O clube fechava o ano com salários atrasados, e aí era complicado contratar. Ninguém queria vir. Os jogadores buscam informações entre eles. O Avaí dispensava e deixava de pagar o que devia. O carimbo pegou. Esse ano não vai ter ação na Justiça no futuro: paguei tudo.Era grande o débito trabalhista?Fiz um acordo com a Justiça do Trabalho, o chamado Ato Trabalhista. Mensalmente, entra R$ 600 mil diretamente na conta da Justiça, via TED bancário. Será assim até quitar tudo.
E a dívida total, de R$ 12 milhões, como está?
Negociei parte para este ano e estiquei outro tanto para 2018. A ideia é entregar superávit ao próximo presidente.
Mas qual é a mágica?
Gestão financeira. Não pode gastar mais do que arrecada. Tem de levar isso a sério, doa a que doer, apesar das pressões para contratar com salário alto e gastar o que não tem com reforços. Temos teto aqui no Avaí: ninguém ganha mais do que R$ 50 mil. Se na hora de contratar o jogador ou seu empresário exigirem R$ 55 mil ou R$ 60 mil, não vem. Não adianta prometer e depois não pagar. É preciso reduzir a chance de erro na contratação, com informações buscadas por várias áreas do clube. Na CLT, se o funcionário não produz, você demite.
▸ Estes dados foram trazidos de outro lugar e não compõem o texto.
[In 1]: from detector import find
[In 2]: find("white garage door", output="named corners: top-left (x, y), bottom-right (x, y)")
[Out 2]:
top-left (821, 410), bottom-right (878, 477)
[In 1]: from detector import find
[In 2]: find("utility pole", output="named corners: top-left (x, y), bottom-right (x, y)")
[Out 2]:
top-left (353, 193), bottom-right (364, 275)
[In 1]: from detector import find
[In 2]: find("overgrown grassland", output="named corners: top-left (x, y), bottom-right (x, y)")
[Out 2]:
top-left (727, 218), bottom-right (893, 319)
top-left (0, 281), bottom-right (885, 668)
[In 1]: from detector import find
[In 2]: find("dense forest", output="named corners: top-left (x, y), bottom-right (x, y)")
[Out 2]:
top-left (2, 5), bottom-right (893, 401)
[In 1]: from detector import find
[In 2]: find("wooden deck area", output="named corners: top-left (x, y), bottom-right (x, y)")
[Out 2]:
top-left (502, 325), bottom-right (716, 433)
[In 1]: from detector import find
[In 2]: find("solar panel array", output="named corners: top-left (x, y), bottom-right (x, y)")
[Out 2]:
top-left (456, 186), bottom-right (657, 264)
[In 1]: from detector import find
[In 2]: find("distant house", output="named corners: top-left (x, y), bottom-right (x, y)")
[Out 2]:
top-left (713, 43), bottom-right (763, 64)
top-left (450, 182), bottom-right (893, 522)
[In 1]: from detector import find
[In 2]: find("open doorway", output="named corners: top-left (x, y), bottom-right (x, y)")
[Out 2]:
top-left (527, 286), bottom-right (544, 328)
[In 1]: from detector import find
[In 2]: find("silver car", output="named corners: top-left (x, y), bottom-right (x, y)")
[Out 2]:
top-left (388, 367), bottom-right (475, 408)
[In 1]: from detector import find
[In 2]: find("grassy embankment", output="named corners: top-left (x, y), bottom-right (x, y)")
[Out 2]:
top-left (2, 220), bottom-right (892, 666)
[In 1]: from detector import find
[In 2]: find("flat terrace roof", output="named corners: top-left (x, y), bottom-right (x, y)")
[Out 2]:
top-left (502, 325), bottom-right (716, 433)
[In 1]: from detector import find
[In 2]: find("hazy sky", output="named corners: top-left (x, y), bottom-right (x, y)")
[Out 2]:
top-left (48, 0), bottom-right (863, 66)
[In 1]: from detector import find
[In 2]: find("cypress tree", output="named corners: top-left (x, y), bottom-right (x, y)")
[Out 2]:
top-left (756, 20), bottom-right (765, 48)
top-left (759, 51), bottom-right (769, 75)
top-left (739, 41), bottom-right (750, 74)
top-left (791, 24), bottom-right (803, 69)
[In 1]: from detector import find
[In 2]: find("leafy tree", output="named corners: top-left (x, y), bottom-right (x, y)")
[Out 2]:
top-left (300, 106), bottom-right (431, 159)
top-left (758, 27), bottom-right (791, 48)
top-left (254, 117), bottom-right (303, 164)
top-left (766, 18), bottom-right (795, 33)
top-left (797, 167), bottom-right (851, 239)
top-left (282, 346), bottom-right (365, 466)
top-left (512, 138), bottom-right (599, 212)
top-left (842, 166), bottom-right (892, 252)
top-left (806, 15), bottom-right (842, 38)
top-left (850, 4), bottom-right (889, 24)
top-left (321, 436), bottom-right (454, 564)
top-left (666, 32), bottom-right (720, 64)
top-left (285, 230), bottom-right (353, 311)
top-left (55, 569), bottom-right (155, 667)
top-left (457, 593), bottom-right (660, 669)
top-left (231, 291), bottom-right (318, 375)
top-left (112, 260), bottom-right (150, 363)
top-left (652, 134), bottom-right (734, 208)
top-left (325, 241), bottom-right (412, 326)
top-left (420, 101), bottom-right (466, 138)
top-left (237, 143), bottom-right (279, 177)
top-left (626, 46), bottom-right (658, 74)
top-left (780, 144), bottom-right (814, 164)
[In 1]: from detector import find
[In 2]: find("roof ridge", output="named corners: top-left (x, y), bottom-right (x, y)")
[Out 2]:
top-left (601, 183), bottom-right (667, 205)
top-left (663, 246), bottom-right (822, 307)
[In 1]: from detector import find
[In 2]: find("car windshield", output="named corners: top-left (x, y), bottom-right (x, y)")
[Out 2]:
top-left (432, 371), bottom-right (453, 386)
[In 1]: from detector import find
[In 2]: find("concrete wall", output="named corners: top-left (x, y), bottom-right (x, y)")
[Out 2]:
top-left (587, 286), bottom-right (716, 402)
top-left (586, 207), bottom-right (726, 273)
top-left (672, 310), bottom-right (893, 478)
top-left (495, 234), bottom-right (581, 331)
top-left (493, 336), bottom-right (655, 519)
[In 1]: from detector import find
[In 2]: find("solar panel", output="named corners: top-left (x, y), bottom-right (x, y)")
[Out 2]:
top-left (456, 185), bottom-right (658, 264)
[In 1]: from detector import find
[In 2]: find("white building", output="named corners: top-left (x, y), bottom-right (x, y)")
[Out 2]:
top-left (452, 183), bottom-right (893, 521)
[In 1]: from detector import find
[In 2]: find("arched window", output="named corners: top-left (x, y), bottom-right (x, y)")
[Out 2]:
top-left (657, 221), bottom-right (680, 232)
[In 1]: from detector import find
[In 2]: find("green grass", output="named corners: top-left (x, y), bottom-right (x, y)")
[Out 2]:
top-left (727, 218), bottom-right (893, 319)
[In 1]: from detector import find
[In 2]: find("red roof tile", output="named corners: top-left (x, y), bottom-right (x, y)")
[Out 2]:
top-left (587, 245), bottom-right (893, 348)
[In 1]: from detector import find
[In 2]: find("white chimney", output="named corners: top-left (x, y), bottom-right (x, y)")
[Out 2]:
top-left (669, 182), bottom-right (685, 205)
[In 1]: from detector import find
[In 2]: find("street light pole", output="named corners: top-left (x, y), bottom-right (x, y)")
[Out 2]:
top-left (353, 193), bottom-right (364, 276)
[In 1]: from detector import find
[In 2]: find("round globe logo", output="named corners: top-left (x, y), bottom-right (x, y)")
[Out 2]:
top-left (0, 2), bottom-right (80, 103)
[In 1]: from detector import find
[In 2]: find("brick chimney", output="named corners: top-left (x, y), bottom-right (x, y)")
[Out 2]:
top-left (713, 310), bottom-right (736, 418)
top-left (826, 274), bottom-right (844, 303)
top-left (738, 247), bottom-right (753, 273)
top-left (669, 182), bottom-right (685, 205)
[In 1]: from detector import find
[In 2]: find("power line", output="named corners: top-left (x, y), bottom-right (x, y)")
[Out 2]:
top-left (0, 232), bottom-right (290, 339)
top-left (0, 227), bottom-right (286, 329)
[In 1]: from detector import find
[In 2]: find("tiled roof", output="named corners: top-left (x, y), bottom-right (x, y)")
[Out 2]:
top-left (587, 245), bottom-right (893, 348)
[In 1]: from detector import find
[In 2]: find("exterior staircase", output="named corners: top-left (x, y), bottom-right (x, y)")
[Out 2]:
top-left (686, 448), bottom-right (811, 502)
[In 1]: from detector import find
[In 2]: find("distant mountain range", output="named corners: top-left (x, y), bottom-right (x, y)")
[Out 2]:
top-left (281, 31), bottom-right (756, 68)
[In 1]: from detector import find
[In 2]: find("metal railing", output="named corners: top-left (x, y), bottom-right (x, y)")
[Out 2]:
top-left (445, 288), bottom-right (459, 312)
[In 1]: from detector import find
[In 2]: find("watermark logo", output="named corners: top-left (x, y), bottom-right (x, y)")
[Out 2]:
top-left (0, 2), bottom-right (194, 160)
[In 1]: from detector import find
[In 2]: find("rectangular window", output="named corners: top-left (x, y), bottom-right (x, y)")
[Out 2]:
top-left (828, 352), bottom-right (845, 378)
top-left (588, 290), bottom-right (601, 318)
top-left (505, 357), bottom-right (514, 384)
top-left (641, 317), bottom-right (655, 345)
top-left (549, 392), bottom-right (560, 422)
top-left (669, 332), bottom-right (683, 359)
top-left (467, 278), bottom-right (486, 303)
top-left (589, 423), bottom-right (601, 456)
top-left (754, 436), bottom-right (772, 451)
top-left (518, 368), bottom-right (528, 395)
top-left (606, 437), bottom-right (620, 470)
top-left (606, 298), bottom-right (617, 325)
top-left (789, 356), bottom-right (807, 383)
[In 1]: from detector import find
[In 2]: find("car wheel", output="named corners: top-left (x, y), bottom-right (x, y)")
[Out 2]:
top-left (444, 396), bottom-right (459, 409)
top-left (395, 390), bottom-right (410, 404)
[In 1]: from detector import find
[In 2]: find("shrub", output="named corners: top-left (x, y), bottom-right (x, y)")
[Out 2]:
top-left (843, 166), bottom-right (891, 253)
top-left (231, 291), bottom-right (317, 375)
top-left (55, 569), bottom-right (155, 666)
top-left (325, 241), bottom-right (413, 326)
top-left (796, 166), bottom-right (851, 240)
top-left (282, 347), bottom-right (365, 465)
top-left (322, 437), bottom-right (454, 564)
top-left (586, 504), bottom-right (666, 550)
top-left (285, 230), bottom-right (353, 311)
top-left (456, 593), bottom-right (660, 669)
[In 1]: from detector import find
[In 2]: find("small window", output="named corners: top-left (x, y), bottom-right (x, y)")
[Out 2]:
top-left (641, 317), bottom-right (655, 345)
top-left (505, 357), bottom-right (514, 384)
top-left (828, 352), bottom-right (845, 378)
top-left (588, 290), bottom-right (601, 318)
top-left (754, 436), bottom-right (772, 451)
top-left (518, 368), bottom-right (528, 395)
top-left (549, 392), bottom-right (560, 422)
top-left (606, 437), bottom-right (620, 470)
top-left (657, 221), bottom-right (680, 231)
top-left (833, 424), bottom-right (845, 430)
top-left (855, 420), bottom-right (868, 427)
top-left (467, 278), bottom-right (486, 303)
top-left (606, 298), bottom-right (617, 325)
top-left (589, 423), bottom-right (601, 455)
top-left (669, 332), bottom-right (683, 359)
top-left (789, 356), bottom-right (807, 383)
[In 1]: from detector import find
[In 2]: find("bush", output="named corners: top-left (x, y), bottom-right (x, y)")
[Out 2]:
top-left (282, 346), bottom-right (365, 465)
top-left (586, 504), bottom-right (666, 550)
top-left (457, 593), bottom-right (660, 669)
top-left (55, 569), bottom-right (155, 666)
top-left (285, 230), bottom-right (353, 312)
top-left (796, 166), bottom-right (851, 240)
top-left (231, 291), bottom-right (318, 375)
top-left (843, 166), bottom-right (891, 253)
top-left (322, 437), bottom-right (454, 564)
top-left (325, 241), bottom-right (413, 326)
No futebol, se o cara não jogar nada, tenho de ficar com ele pagando até o fim do contrato.
Quanto é a folha dos jogadores?
Com encargos, somando base e funcionários, R$ 1,1 milhão. Só os jogadores, 650 mil.
O senhor é vice-presidente da Primeira Liga. O que está dando errado?
Temos de sentar e conversar com a CBF. Reconheço as falhas. Sou crítico do processo todo do futebol, assim como o Romildo Bolzan, do Grêmio. Nós defendemos essa aproximação. Queremos mais datas. Pensamos em ter mais um gaúcho, além da dupla Gre-Nal e o Brasil-Pel. Outro é pleito é uma vaga na Sul-Americana. Brigar com a CBF não leva a nada. O tempo do ferro e fogo não existe mais.
A Copa da Primeira Liga é lucrativa?
Em três partidas da primeira fase, ela me rende R$ 650 mil. No Catarinense, ganho R$ 600 pelo campeonato todo. O Estadual dá prejuízo. Mas e o calendário inchado?É questão de dialogar e conversar para isso não acontecer.
Como está o prometido projeto de liga nacional?
Não vejo liga nacional de imediato. Calma: sem confronto agora. Vamos aos poucos. Não precisa ser um Clube dos 13 já. Podemos avançar em outras questões antes. Aqui em Santa Catarina, defendo diálogo com a federação para reduzir taxas. O custo para abrir a Ressacada é de R$ 40 mil. Criaram até taxa de registro de empréstimo de jogador, além do registro em si. Assim vão matar a galinha dos ovos de ouro.
Até onde vai o Avaí este ano?
A meta é permanecer na Série A. Quem sabe beliscar uma Sul-Americana. Pés no chão, gastando só o que tem. Vou fechar o meu mandato com superávit.